Editor&Publisher: News Outlets Shun Word 'Torture' in Regard to Destroyed CIA Tapes
By Greg Mitchell
Published: December 08, 2007
NEW YORK As the protests surrounding revelations that the CIA had destroyed tapes that showed brutal interrogations by its agents (were reported on), most new outlets refused to brand what the tapes likely showed as "torture."
One Associated Press article refers simply to "interrogation" on the tapes, at one point putting "enhanced interrogation" in quotes.

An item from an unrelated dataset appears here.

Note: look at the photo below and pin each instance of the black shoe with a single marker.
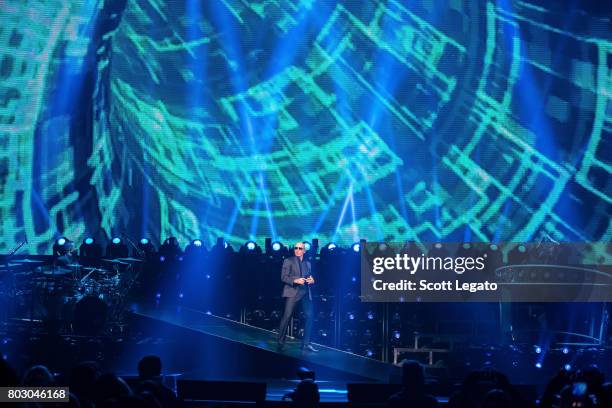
(309, 347)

Another refers to "harsh interrogation." Mark Mazzeti in The New York Times uses "severe interrogation methods." Eric Lichtblau in the same paper uses the same phrase.
Dan Eggen and Joby Warrick in The Washington Post rely on "harsh interrogation tactics." They refer to one detainee having been "identified by intelligence officials as one of three detainees subjected to waterboarding," which they refer to not as torture but as "an aggressive interrogation technique that simulates drowning."
James Oliphant at the Chicago Tribune's popular Washington, D.C. blog The Swamp calls them "extreme methods to interrogate." James Gordon Meek in New York's Daily News referred to "rough interrogations."
Greg Miller in the Los Angeles Times notes the CIA's reference to "harsh interrogation techniques" but at least in his lead he observes that Democrats were indeed calling this "torture." And a Washington Post editorial bluntly carries as a headline: "The Torture Tapes."